How to test whether your API can handle anomalous HTTP responses.
Today I was exploratory testing my Service, which performs sequential HTTP requests that depend on the response of the previous request. I wanted to find out how our API would handle a variety of HTTP responses. I also wanted to see what would happen if things went wrong. What if the response contains an image? Or an error code? Or what if there was a timeout?
To answer these questions as quickly and easily as possible I ventured on to the web. With some effort, I found what I was looking for, and on the way I discovered a few tools that are just great for exploratory testing your API’s response handling. If you test or debug API’s on a regular basis, here are a few free tools you’ll definitely want to check out.
1. Requestb.in (HTTPS only)
What else is sent with my HTTP request? Could this be affecting the response?
Requestb.in provides you with a URL to which you can send your HTTP request. After sending your request, refresh the page to see what you really sent, including from which IP your traffic originates.
Unlike some tools, requestb.in also displays background headers and cookies that are sent along with your request, such as those added by the browser. This may explain unexpected region-sensitive responses, caching problems or issues with data encoding.
Can your API cope with a slow network?
A sketchy network signal is the single biggest issue for users of mobile devices. If the features using your API will be accessed by mobile users, network throttling is something you can’t afford to omit from your testing.
How does your service perform when the network is slow or patchy? Your humble browser developer tools can help you find out. The CSS Tricks site explains how.

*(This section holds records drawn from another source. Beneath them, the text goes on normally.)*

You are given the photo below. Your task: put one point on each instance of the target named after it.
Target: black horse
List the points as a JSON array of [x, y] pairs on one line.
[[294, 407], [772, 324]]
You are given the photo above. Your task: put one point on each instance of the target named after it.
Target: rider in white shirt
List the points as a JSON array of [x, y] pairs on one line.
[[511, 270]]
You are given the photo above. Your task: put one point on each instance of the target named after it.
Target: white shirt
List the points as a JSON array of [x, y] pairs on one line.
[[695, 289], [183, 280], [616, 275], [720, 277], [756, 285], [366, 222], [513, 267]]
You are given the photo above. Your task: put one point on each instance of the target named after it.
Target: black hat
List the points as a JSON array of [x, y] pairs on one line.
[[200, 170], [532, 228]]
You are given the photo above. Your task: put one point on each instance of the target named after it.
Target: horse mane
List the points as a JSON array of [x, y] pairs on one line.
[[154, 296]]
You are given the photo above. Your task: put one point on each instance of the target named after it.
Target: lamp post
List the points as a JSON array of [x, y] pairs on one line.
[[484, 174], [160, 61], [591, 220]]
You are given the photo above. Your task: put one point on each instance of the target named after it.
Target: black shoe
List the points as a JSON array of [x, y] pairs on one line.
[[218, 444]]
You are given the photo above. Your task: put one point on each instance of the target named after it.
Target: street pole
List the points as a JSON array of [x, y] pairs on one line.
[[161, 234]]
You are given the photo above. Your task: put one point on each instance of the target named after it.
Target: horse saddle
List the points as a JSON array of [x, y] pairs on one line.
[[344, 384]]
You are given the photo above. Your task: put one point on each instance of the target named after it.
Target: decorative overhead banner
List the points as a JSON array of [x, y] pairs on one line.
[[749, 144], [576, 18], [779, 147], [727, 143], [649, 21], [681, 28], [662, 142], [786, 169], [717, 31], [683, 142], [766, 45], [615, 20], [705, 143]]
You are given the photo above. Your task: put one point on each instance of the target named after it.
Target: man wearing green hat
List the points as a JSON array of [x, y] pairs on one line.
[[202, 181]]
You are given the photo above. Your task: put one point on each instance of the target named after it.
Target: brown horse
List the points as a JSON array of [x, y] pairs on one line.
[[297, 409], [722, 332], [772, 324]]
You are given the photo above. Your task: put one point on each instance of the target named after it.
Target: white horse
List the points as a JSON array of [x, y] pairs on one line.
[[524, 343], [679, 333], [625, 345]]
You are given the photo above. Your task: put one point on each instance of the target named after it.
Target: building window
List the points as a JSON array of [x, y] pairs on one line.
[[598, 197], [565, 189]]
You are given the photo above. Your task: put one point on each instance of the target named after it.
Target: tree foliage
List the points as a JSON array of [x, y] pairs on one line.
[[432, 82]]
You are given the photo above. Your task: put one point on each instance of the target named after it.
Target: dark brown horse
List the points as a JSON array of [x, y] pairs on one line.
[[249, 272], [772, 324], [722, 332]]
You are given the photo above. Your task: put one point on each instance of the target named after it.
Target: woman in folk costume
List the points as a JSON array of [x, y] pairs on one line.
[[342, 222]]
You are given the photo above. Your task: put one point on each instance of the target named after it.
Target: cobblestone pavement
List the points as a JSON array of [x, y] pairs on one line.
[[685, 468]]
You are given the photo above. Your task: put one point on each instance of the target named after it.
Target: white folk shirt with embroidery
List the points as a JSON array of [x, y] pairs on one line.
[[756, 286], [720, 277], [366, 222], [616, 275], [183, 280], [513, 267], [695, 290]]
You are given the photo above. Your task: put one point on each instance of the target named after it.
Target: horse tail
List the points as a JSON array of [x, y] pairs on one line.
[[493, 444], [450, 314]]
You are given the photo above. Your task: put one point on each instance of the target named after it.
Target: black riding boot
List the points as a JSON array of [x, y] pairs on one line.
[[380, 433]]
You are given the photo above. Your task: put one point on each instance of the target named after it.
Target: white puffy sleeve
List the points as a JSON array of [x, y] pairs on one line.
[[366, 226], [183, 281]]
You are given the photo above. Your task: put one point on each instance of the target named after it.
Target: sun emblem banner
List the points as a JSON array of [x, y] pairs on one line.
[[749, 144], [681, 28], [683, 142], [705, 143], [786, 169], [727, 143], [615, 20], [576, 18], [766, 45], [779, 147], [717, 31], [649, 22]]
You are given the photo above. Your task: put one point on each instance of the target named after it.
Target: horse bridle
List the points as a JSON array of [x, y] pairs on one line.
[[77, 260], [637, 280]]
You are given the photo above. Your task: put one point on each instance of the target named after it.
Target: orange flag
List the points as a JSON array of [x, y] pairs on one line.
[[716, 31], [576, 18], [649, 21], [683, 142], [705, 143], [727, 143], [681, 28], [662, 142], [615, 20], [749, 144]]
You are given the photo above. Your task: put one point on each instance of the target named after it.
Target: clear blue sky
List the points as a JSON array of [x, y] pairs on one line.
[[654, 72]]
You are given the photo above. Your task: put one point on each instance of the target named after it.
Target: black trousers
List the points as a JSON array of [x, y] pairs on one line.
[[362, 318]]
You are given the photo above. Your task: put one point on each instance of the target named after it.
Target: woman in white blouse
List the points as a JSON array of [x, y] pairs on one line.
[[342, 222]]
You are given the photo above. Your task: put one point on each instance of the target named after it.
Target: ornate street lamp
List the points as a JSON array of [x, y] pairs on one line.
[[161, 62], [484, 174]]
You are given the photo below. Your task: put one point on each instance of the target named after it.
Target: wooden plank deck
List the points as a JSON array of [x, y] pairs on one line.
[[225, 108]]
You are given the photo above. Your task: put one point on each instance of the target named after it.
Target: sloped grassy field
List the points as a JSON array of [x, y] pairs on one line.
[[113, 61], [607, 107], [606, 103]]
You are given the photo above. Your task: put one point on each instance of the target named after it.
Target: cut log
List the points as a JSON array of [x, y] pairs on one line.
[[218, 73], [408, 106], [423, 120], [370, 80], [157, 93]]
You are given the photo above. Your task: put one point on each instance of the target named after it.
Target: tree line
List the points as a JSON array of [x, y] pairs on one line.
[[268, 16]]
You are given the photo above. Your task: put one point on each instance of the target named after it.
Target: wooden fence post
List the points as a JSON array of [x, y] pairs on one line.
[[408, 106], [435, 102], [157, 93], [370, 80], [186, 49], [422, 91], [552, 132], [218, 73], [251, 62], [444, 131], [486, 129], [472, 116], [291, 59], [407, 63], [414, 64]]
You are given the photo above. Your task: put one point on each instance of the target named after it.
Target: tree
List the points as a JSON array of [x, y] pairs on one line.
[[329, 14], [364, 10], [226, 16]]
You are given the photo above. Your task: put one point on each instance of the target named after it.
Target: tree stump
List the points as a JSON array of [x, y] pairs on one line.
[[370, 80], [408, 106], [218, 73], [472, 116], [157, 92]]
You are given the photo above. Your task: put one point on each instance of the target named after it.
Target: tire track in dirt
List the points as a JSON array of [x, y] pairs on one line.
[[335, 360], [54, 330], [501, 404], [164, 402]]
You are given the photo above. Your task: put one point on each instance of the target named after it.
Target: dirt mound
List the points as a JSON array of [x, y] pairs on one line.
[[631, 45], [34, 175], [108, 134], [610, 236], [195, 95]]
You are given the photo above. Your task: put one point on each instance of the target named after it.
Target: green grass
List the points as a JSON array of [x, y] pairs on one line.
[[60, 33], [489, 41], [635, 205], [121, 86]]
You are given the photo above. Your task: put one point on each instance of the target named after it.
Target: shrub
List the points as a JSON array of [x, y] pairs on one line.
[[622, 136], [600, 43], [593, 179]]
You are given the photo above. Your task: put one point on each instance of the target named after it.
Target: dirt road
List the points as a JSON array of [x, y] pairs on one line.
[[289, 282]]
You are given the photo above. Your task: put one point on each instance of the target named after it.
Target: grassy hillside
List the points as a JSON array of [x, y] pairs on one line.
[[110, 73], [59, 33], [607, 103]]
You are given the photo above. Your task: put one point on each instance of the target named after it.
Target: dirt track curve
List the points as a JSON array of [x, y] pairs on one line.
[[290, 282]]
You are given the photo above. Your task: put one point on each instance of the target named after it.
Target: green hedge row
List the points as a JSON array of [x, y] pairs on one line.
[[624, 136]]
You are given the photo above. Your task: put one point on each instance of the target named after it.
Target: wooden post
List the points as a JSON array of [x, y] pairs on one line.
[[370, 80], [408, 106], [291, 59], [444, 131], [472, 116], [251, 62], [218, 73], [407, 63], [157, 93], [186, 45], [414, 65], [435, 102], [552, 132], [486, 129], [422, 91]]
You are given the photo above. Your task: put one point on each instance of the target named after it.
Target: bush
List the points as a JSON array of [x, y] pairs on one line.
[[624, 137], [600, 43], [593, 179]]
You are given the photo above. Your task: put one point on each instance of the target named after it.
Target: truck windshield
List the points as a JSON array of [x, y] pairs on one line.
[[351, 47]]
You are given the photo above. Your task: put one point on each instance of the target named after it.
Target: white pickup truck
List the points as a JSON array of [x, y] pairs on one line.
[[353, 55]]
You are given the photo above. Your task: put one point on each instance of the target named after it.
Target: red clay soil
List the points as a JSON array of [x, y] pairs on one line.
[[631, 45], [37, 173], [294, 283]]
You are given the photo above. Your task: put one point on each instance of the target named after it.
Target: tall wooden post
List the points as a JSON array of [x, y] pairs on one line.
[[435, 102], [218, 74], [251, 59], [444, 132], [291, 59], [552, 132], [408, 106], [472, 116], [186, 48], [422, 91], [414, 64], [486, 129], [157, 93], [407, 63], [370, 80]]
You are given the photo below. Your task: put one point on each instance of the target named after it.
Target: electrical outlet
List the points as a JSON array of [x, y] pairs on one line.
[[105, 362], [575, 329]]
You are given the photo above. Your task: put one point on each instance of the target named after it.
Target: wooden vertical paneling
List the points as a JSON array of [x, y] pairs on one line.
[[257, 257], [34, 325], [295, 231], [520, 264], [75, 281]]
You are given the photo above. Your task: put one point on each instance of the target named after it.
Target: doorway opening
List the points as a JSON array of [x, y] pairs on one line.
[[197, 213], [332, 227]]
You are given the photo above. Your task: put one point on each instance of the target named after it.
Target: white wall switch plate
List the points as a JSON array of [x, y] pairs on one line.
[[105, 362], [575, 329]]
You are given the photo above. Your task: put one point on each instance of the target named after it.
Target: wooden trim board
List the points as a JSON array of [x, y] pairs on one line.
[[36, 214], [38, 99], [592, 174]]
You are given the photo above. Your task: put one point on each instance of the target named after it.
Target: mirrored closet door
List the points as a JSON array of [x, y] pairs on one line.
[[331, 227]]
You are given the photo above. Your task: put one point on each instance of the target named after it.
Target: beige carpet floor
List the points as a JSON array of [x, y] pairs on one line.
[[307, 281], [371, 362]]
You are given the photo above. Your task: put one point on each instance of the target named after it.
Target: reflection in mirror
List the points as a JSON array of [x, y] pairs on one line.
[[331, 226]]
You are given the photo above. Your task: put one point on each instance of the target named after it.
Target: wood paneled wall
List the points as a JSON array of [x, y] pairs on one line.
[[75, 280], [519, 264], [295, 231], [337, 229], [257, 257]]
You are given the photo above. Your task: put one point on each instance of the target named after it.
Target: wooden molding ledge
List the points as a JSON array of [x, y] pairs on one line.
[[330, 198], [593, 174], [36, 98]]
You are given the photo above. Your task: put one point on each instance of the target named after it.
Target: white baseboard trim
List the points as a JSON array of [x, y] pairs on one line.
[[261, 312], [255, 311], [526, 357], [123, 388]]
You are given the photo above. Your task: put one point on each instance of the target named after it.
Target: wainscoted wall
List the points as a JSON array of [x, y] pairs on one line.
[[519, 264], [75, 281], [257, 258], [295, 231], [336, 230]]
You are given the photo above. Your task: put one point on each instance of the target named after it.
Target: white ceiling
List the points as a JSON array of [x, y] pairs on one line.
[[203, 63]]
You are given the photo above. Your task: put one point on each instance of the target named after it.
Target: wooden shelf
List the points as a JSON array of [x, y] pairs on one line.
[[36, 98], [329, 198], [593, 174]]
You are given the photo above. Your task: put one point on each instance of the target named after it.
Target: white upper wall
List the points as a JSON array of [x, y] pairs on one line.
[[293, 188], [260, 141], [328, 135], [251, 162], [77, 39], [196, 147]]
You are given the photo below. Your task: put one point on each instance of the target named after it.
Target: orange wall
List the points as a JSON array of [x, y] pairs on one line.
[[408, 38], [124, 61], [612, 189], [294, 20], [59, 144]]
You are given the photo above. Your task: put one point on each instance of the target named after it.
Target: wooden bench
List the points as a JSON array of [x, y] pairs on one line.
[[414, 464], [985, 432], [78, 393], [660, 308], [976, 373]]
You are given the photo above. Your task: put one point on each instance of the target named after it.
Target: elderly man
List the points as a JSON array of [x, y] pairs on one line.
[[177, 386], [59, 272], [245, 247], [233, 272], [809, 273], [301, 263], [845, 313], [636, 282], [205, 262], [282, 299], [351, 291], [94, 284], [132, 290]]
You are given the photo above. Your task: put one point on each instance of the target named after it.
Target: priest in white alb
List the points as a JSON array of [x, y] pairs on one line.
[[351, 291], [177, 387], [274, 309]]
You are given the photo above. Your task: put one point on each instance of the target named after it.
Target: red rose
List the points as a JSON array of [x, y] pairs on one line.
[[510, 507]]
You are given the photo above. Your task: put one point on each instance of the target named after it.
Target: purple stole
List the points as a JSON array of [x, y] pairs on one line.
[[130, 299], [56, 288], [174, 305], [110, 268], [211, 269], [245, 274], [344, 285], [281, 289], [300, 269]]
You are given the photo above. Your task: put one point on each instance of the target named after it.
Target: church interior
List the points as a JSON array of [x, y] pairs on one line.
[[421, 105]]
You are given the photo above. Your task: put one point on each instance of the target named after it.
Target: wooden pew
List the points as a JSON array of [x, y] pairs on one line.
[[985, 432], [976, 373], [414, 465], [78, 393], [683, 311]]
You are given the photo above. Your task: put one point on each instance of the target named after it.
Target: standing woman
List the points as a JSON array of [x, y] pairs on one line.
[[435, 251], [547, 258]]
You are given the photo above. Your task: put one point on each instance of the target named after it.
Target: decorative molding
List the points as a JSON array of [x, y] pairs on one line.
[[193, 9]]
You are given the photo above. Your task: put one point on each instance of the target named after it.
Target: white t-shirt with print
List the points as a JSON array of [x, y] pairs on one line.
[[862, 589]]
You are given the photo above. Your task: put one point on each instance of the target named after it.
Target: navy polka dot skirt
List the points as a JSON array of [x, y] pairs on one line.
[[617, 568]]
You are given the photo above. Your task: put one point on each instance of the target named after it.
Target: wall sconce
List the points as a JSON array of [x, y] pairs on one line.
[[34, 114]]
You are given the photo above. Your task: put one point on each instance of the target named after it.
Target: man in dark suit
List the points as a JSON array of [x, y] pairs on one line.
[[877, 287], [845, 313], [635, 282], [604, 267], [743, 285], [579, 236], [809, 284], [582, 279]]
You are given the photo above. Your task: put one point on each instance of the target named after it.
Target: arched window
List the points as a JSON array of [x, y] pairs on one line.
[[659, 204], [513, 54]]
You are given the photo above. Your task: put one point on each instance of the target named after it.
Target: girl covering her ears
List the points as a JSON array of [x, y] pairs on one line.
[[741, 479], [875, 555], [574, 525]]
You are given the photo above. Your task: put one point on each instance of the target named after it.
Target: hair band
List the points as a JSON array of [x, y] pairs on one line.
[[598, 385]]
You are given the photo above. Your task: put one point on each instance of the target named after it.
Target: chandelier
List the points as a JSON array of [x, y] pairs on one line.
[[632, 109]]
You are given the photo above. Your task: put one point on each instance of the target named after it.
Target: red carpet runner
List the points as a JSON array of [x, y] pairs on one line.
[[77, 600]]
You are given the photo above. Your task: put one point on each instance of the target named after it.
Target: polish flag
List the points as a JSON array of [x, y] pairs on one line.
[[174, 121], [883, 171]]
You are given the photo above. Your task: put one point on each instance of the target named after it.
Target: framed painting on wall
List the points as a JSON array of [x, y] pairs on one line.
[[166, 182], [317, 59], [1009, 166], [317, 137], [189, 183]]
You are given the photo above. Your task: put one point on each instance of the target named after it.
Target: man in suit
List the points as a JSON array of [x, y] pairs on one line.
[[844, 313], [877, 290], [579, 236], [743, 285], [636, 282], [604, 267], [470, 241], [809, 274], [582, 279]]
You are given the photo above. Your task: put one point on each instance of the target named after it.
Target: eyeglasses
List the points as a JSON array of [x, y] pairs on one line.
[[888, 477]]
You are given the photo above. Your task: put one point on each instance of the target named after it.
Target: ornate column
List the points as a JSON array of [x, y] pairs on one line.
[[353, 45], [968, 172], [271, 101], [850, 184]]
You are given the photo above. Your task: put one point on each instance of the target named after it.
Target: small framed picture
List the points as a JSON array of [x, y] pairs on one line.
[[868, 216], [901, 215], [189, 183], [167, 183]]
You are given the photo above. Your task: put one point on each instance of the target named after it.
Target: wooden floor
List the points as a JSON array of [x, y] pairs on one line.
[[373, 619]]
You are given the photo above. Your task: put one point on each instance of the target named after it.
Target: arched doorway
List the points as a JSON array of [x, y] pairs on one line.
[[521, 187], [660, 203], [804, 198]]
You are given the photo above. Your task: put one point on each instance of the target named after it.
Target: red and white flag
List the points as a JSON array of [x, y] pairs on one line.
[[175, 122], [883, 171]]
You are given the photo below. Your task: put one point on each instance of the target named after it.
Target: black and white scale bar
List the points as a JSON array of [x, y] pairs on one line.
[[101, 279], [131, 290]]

How does my API deal with timeouts?
Timeouts are essential for testing Services that send sequential HTTP requests. My App allows a generous 30 seconds for the other API to get its data across, whereas many of the tools I came across could only manage a delay of 5 or 10 seconds. Thankfully a colleague of mine introduced me to Slowwly.
The great thing about Slowwly is that it can delay the response to any URL, so you can test with real data. Send your original request to the endpoint of your choice, and Slowwly delays the response for the time you specify.
HTTP Responses: Data Types and Routing
What happens if your request is redirected n times? What if the response contains gzip-encoded data? Or perhaps you want a response that reacts solely to your caching headers. Httpbin can generate all sorts of response types, data formats and traffic conditions.
Httpbin has a pretty neat list of options. If you’re new to API testing, this list provides a good overview of the input types your API may have to deal with in day to day use.
5. Postman Echo
Mocking API Responses and Error Codes
Postman Echo offers a wide range of endpoints that you can call from your API, each of which returns a specific response. For example, one endpoint returns your request headers or request cookies in the response body. Another address simulates an authenticated endpoint that can pass or fail your credentials.
The Postman Echo Utilities list even lets you choose which error code to return to your API. This is ideal for verifying whether your API handles all those different codes correctly, without having to reproduce the conditions leading to each code.
Free and Easy-to-Use API Testing Tools
With so many API testing tools available on the web, the choice can be overwhelming. What I like about these five web-based tools is that they are simple, straightforward and ready-to-use. There’s no complicated installation and no sign-up is required. Whether you’re developing REST Services or Mobile Apps, exploratory testing with these tools will help you deliver a robust and reliable API.